Esse conceito de FD de Foucault é baseado em um sistema de dispersão,
formados por elementos que não estão ligados por nenhum princípio de unidade,
cabendo à AD descrever essa dispersão, buscando as “regras de formação” que
regem a formação dos discursos. A preocupação de Foucault não é com o discurso,
enquanto expressão de uma idéia ou de uma linguagem, mas enquanto suas
condições de possibilidade, o que o autor denomina como as condições da
“formação discursiva”.
A noção de FD para Orlandi (2005) permite a compreensão do processo de
produção dos sentidos e sua relação com a ideologia. Além de dar ao analista
possibilidades de regular o funcionamento dos discursos, lembra que embora seja
ainda polêmica, a noção de FD é de suma importância para analisar esses
discursos, pois permite compreender o processo de produção dos sentidos, bem
como a sua relação com uma determinada conjuntura sócio-histórica, que determina
o que pode ser dito e o que deve ser dito.
Determinantes na formação de um discurso, os objetos, os tipos de
enunciação, conceitos e estratégias, caracterizam as singularidades e possibilitam a
regularidade do discurso. O que Foucault propõe é analisar esses quatro níveis não
como elementos dados, mas analisá-los nas suas condições de possibilidade,
verificando as regras que tornam possível seu aparecimento e transformação.

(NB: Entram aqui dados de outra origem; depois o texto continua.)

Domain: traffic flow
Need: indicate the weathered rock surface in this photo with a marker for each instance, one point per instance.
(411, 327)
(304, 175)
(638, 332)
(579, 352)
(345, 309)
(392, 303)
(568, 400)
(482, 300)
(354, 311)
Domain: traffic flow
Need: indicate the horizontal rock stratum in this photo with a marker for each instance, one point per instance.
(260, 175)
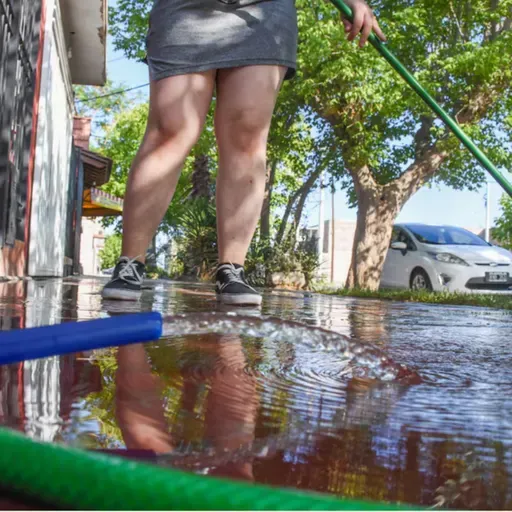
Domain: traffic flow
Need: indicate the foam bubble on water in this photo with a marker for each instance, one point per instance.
(354, 359)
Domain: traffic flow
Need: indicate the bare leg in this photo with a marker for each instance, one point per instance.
(139, 404)
(245, 104)
(178, 108)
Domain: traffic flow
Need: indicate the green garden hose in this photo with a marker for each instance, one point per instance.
(431, 102)
(75, 479)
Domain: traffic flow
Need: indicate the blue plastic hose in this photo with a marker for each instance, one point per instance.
(25, 344)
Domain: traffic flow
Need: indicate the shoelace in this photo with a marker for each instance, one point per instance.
(234, 274)
(129, 270)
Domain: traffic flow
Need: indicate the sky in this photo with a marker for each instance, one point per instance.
(436, 205)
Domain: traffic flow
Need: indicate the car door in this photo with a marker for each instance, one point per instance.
(388, 278)
(398, 264)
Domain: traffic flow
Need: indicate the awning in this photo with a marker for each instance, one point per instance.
(101, 204)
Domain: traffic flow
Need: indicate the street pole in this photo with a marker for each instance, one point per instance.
(321, 224)
(488, 213)
(333, 231)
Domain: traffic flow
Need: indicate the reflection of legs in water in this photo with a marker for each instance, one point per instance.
(139, 405)
(231, 406)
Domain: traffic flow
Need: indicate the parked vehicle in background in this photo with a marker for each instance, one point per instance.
(445, 258)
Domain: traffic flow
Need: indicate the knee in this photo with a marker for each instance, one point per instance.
(243, 130)
(169, 129)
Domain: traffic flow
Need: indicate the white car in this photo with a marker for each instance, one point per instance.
(445, 258)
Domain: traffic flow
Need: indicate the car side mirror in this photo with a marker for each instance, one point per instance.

Ao descrever o conceito de FD, Foucault define aquilo que é essencial para
compreender a constituição de um saber, isto porque, para o autor: “[...] não há
saber sem uma prática discursiva definida, e toda prática discursiva pode definir-se
pelo saber que ela forma” (FOUCAULT, 2008, p. 205). Para Orlandi (2005), as
formações discursivas são formações componentes das formações ideológicas.
Assim sendo, as palavras mudam de sentido ao passarem de uma formação
discursiva para outra, pois muda sua relação com a formação ideológica.
Outro conceito importante na AD é o de formação ideológica (FI). Pêcheux, no
primeiro momento de construção de sua teoria, absorve das revisões althusserianas
sobre o marxismo, apresentando, então, a ideologia como aquela que interpela o
indivíduo em sujeito, concebendo assim, o sujeito coagido ao assujeitamento,
destacando a autonomia relativa da ideologia de uma base econômica, e a sua
significativa contribuição para a reprodução ou transformação das relações
econômicas. Nesse sentido, o racismo pode se expressar através das estratégias
que os grupos dominantes encontraram para driblar as normas anti-racistas. Trata-
se, pois, de discursos ideológicos que justificam a sua situação dominante sem,
aparentemente, violar as normas vigentes.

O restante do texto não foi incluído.